Sim, mas com ressalvas. O policarbonato é um dos materiais mais resistentes a impacto para coberturas: o compacto chega a ser cerca de 200 a 250 vezes mais resistente que o vidro comum e não estilhaça com granizo. Só que “suportar” depende de três coisas que a maioria dos sites não conta: a espessura/tipo da chapa, a estrutura que a segura e a qualidade da fixação. A chapa certa mal fixada voa no vento; a chapa fina protege menos contra granizo grosso.
Granizo: o que a chapa aguenta de verdade
Contra granizo, o ponto decisivo é o tipo e a espessura do policarbonato. As duas linhas se comportam de formas bem diferentes:
- Policarbonato compacto (chapa maciça): é o campeão de impacto, na faixa de 200 a 250 vezes mais resistente que o vidro. Absorve granizo de pedra média a grande sem trincar nem estilhaçar. É o indicado para regiões com histórico de granizo forte.

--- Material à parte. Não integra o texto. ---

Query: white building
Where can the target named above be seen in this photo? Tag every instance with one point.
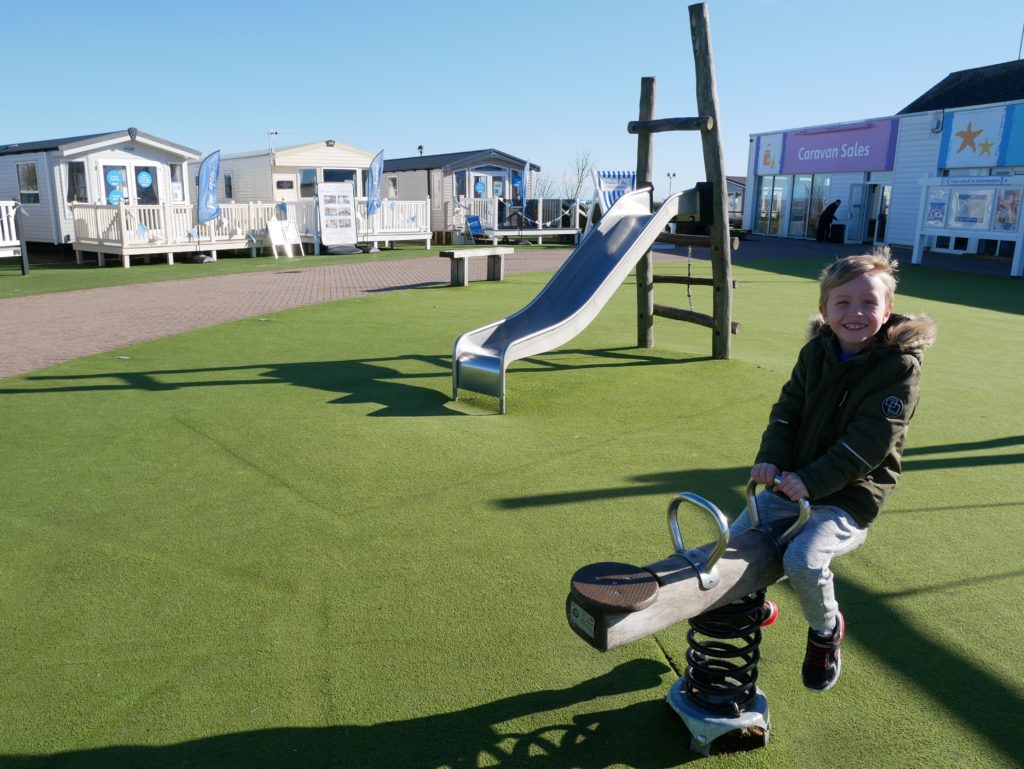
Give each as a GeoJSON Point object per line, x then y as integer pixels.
{"type": "Point", "coordinates": [945, 173]}
{"type": "Point", "coordinates": [46, 177]}
{"type": "Point", "coordinates": [291, 173]}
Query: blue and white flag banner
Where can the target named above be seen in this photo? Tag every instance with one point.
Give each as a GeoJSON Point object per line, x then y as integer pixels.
{"type": "Point", "coordinates": [374, 193]}
{"type": "Point", "coordinates": [209, 172]}
{"type": "Point", "coordinates": [611, 185]}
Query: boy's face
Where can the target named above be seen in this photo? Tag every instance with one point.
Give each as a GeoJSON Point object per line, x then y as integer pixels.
{"type": "Point", "coordinates": [856, 309]}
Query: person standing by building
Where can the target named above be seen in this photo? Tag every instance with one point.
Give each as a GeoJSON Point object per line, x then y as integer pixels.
{"type": "Point", "coordinates": [825, 220]}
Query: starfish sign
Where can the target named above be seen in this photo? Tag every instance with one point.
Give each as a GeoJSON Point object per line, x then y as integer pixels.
{"type": "Point", "coordinates": [968, 135]}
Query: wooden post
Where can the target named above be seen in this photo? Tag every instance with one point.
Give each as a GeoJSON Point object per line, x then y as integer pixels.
{"type": "Point", "coordinates": [721, 256]}
{"type": "Point", "coordinates": [645, 267]}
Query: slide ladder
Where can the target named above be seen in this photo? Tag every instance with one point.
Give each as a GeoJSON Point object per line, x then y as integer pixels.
{"type": "Point", "coordinates": [572, 297]}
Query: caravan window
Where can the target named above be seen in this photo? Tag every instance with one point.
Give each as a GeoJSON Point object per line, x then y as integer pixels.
{"type": "Point", "coordinates": [78, 190]}
{"type": "Point", "coordinates": [307, 182]}
{"type": "Point", "coordinates": [177, 188]}
{"type": "Point", "coordinates": [28, 182]}
{"type": "Point", "coordinates": [146, 190]}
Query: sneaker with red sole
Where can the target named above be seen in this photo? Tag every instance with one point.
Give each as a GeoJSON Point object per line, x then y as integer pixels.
{"type": "Point", "coordinates": [822, 661]}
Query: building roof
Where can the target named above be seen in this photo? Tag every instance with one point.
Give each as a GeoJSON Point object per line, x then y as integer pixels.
{"type": "Point", "coordinates": [68, 142]}
{"type": "Point", "coordinates": [982, 85]}
{"type": "Point", "coordinates": [454, 160]}
{"type": "Point", "coordinates": [45, 144]}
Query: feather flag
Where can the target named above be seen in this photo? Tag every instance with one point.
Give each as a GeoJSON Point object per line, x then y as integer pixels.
{"type": "Point", "coordinates": [374, 193]}
{"type": "Point", "coordinates": [209, 172]}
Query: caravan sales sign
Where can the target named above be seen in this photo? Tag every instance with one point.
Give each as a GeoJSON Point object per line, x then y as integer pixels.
{"type": "Point", "coordinates": [867, 146]}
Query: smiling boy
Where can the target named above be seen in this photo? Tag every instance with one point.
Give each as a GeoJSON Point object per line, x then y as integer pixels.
{"type": "Point", "coordinates": [836, 436]}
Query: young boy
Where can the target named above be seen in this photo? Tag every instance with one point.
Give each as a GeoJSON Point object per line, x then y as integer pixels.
{"type": "Point", "coordinates": [836, 436]}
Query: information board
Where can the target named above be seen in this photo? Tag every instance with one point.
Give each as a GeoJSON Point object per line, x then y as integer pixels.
{"type": "Point", "coordinates": [337, 213]}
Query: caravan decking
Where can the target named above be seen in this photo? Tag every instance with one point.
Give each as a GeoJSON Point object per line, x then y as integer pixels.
{"type": "Point", "coordinates": [557, 218]}
{"type": "Point", "coordinates": [127, 230]}
{"type": "Point", "coordinates": [9, 243]}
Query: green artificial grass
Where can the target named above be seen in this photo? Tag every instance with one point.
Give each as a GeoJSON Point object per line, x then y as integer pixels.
{"type": "Point", "coordinates": [279, 543]}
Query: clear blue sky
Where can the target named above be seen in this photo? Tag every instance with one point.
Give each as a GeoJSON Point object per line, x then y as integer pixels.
{"type": "Point", "coordinates": [544, 81]}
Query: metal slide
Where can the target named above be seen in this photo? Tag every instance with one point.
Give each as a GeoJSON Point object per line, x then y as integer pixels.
{"type": "Point", "coordinates": [572, 297]}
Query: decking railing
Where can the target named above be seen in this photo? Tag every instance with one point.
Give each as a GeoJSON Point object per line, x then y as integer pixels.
{"type": "Point", "coordinates": [9, 245]}
{"type": "Point", "coordinates": [496, 213]}
{"type": "Point", "coordinates": [128, 229]}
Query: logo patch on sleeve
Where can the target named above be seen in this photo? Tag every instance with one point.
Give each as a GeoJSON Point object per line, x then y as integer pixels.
{"type": "Point", "coordinates": [892, 407]}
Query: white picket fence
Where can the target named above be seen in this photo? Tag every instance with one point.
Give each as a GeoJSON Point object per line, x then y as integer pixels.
{"type": "Point", "coordinates": [128, 230]}
{"type": "Point", "coordinates": [9, 245]}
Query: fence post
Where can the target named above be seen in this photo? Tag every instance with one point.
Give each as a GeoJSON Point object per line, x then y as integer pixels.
{"type": "Point", "coordinates": [645, 267]}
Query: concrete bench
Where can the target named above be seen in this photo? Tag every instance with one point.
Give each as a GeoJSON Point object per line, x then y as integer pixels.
{"type": "Point", "coordinates": [460, 262]}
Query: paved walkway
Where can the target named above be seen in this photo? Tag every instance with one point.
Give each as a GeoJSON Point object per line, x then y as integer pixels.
{"type": "Point", "coordinates": [48, 329]}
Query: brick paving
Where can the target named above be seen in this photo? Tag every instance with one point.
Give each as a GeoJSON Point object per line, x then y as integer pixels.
{"type": "Point", "coordinates": [47, 329]}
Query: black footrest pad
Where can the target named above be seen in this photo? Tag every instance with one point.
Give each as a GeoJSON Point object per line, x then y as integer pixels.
{"type": "Point", "coordinates": [614, 586]}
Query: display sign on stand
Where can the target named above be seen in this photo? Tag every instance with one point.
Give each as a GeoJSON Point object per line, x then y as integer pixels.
{"type": "Point", "coordinates": [337, 213]}
{"type": "Point", "coordinates": [283, 233]}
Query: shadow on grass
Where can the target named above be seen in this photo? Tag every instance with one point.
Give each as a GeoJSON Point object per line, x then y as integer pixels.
{"type": "Point", "coordinates": [645, 735]}
{"type": "Point", "coordinates": [989, 707]}
{"type": "Point", "coordinates": [714, 482]}
{"type": "Point", "coordinates": [372, 380]}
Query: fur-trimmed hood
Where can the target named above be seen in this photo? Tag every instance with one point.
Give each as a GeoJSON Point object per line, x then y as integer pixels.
{"type": "Point", "coordinates": [907, 333]}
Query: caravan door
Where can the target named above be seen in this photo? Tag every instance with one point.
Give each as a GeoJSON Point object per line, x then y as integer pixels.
{"type": "Point", "coordinates": [857, 220]}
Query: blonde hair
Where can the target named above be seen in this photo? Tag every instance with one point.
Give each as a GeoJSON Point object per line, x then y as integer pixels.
{"type": "Point", "coordinates": [843, 270]}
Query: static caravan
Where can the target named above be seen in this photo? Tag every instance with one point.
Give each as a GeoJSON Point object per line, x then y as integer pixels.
{"type": "Point", "coordinates": [292, 173]}
{"type": "Point", "coordinates": [46, 177]}
{"type": "Point", "coordinates": [481, 182]}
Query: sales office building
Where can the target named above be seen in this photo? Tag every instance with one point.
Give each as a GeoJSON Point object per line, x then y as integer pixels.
{"type": "Point", "coordinates": [945, 174]}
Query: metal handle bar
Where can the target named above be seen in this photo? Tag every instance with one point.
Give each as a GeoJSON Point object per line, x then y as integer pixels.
{"type": "Point", "coordinates": [705, 569]}
{"type": "Point", "coordinates": [752, 511]}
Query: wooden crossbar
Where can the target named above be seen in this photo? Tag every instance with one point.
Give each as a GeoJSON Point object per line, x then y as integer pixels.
{"type": "Point", "coordinates": [704, 123]}
{"type": "Point", "coordinates": [700, 318]}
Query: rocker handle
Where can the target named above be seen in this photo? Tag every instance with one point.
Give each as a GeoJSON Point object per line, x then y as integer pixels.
{"type": "Point", "coordinates": [717, 516]}
{"type": "Point", "coordinates": [752, 508]}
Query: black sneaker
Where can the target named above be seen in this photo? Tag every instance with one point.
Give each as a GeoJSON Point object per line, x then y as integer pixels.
{"type": "Point", "coordinates": [822, 663]}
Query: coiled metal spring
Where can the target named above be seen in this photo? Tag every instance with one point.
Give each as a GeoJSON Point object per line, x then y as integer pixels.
{"type": "Point", "coordinates": [723, 656]}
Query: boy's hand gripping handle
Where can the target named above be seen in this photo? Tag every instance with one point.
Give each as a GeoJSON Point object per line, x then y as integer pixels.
{"type": "Point", "coordinates": [752, 508]}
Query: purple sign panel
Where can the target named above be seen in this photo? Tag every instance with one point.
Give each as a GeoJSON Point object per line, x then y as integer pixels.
{"type": "Point", "coordinates": [868, 146]}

- Policarbonato alveolar (com canais internos, 4 ou 6 mm): protege bem contra granizo pequeno a médio e é mais leve e barato. Porém, granizo grosso pode amassar ou perfurar a chapa fina, principalmente o 4 mm em vãos longos. Nesses casos, o 6 mm ou o compacto compensam.
Honestidade que poucos dizem: nenhuma cobertura é 100% à prova de granizo. Pedras muito grandes (acima de ~3 a 4 cm) e tempestades severas podem marcar qualquer material. O policarbonato não estilhaça como o vidro, mas pode sofrer amassados de superfície no alveolar fino.
Ventos fortes: o problema quase nunca é a chapa
O policarbonato é flexível: dobra um pouco sob rajada e volta, em vez de quebrar. Por isso a chapa, sozinha, raramente é o ponto fraco. O que falha no vento é a estrutura e a fixação.
- Vão entre apoios: quanto maior a distância entre os caibros, maior a flexão. Como referência, o compacto 4 mm trabalha bem até ~60 cm de vão e o 6 mm até ~1 m; passou disso, precisa de espessura maior ou apoios mais próximos.
- Estrutura: perfis bem dimensionados (ferro com pintura ou alumínio) e ancoragem firme na parede/laje fazem o sistema todo resistir à pressão e à sucção do vento.
- Fixação: parafusos com arruela de vedação, perfis de acabamento e espaçamento correto evitam que a rajada “descole” a chapa. Cobertura que voa, quase sempre voou por fixação fraca, não por chapa ruim.
Outro ponto que a concorrência omite: o policarbonato precisa de proteção UV de fábrica. Sem ela, o material amarela e fica quebradiço com o sol ao longo dos anos, perdendo justamente a resistência ao impacto. Sempre confirme se a chapa é com proteção UV.
Perguntas frequentes
Policarbonato alveolar ou compacto resiste mais ao granizo?
O compacto resiste muito mais: por ser maciço, chega a ser cerca de 200 a 250 vezes mais resistente que o vidro e aguenta granizo grande sem trincar. O alveolar protege bem contra granizo pequeno a médio e é mais leve e econômico, mas a chapa fina (sobretudo o 4 mm) pode amassar com pedras grossas. Em região de granizo forte, vale o 6 mm ou o compacto.
A cobertura de policarbonato pode voar com vento forte?
A chapa em si dificilmente quebra com vento, porque ela é flexível. O risco de “voar” vem da estrutura e da fixação: vãos longos demais, perfis subdimensionados ou parafusos mal colocados. Com estrutura bem calculada e fixação correta, o sistema resiste a ventanias fortes sem problema.
Quanto custa uma cobertura de policarbonato?
Depende do tipo e da espessura. Como faixa de referência, o alveolar 4 mm fica em torno de R$ 465 a 775/m², o alveolar 6 mm de R$ 525 a 875/m² e o compacto de R$ 650 a 1.080/m². O valor final depende do local, da dificuldade de instalação e dos adicionais; o preço exato sai numa avaliação.